By R&D Editors | January 8, 2014

Tiny dwarf galaxies can host massive black holes, according to researchers from Yale, Princeton and the National Radio Astronomy Observatory. Depicted here is NGC4395, a low mass galaxy with a known central black hole. Image courtesy of the researchers. Dwarf galaxies may be small, but astronomers now know that they can hold massive black holes.

Yale Univ. astronomer Marla Geha and collaborators have identified more than 100 dwarf galaxies that show signs of hosting massive black holes, a discovery that challenges the idea that they exist only in much bigger galaxies.

“These galaxies are comparable in size to the Magellanic Clouds, dwarf satellite galaxies of the Milky Way,” said Geha, assoc. prof. of astronomy. “Previously, such galaxies were thought to be too small to have such massive black holes.”

Dwarf galaxies are small, faint, low-mass galaxies with relatively few stars compared with, say, the Milky Way, Earth’s home galaxy. Black holes are points in space where matter is packed so densely that light itself cannot escape; massive black holes are an extreme form of black hole.

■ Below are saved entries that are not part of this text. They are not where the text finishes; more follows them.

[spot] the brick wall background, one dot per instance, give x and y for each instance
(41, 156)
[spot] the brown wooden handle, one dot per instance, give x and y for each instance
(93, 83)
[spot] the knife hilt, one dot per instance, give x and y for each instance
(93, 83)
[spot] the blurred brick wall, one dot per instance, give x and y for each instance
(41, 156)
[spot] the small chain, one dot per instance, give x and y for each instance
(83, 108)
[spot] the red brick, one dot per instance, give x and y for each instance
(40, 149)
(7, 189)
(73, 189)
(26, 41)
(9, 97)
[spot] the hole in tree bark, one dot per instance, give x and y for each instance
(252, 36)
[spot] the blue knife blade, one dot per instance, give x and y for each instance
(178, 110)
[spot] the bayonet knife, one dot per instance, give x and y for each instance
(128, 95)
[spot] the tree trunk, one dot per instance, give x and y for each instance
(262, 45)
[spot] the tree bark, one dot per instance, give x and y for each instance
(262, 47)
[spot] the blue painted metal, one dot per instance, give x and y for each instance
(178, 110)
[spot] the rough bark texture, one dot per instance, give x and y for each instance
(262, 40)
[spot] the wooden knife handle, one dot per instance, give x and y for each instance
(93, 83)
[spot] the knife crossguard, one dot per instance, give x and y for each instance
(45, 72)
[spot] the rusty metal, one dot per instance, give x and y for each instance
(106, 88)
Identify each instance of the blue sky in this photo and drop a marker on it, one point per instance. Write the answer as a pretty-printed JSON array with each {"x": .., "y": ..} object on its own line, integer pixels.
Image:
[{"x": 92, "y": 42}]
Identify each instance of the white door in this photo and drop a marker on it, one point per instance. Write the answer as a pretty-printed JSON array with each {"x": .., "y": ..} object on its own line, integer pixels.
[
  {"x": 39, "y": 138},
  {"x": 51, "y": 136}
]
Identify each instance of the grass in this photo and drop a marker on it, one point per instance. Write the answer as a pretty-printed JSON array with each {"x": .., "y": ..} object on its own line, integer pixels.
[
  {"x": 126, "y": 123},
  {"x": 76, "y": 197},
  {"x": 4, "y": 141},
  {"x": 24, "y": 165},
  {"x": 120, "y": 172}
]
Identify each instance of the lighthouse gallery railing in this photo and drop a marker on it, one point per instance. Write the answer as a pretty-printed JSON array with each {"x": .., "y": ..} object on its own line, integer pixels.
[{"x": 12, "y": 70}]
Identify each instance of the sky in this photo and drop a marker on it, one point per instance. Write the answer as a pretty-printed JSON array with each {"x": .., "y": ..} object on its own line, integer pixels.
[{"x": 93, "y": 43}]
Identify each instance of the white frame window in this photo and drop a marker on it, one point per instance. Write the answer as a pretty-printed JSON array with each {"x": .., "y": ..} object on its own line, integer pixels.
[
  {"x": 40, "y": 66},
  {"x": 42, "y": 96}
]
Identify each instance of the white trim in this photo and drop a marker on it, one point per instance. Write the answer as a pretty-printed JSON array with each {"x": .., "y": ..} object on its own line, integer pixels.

Geha and collaborators at the National Radio Astronomy Observatory (NRAO) and Princeton Univ. presented their findings during the American Astronomical Society’s annual meeting in Washington, D.C.

The scientists said that patterns of light emission from many of the galaxies suggest the presence of massive black holes. The black holes in the study are about 100,000 times the mass of Earth’s sun—massive, but vastly less dense than black holes seen in larger galaxies.

The research also offers new evidence for the origin of supermassive black holes, researchers said.

The team’s work is based on data from the Sloan Digital Sky Survey.